My team is currently deciding upon whether to use a Custom Vision Pipeline or PhotonVision this upcoming season to detect AprilTags. What are the advantages and disadvantages of each? PhotonVision seems to be easier to set up (and I have already successfully gotten it to run on a Pi 4 I have at my house), but would there be any advantages to use a custom solution?
What features are missing in PhotonVision that you would like to obtain by creating a Custom Vision Pipeline?
Custom could potentially be more performant.
Custom provides a good learning experience (your time is most likely better spent elsewhere but if you have the people and the time (if you’re asking this question now, you don’t have the time))
Custom might allow you to do crazy cool stuff (looking at you 971) (PRs welcome)
Among other things.
I still think photon vision or Limelight is a much better use of a programmers time and has most of the features you really want.
Disclaimer: I do photonvision things sometimes
I think the 2 major reasons you’d go with your own custom vision pipeline are:
- Source control
- It’s better/performant than existing solutions
In what ways, and why, would it be better performant than other solutions?
Sorry I was a little unclear. I was saying the reason to go with your own would be IF it performs better. No sense going with your own if it’s worse.
Something to think about is even If your custom performs better than an existing solution like Photon or LimeLight, and that’s a big if, you’ll find much less support available if things go wrong.
Personally I prefer to be risk adverse on stuff like this, it’s just not worth gambling a season on unless you are 100% confident in your custom solution.
Something to consider is the amount of people-hours you have available on your team. It is a limited and bounded supply.
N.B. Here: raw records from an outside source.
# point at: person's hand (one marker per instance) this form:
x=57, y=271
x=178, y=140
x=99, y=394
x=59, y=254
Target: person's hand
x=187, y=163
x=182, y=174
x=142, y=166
Do you have time to code everything, bring the less experienced along, have a kick-butt auton AND make your own pipeline?
Unless you have already identified a deficit, and have ideas on how to address it; This seems like an off-season project.
I believe this is possible with PV and LL as well, it’s just your job to regularly export your settings and put them in a folder that gets committed to git.
My team, with me being the lead mentor on vision, are seriously thinking about this too.
For the last ~5 years, we have used a custom solution for processing the retroreflective targets. Pretty much every year, someone asked “why don’t we use a Limelight?”. The answers have been (not necessarily in order)
- Cost - $400 for a LL when we have all the existing pieces is pretty steep
- Learning - we generally have the students and have taught new ones how to process images
- Customization - each year we have gone beyond just detecting the color blobs and used the specific geometry and layout to try to refine the detection and location. (Can’t say we always succeeded, but we tried.)
This year, with Apriltags and freely available PhotonVision, it seems like the tradeoffs have changed. We are not going to implement our own Apriltag detector, so we would just be calling the standard library and computing pose within our custom framework. The algorithms will be pretty much identical to PV, and are not going to be changing (much) year to year, so the “learning” is going boil down to understanding the behavior of Apriltags. So we are seriously thinking about going with PV.
Fast version: probably not if you are using an FRC-typical coprocessor
I do a lot of professional machine vision video-handling projects, some embedded and some on major platforms using mostly gstreamer, OpenCV, and WebRTC. However, this will be my first time interacting with PhotonVision (PV), which I have tentatively selected for my team to move forward with.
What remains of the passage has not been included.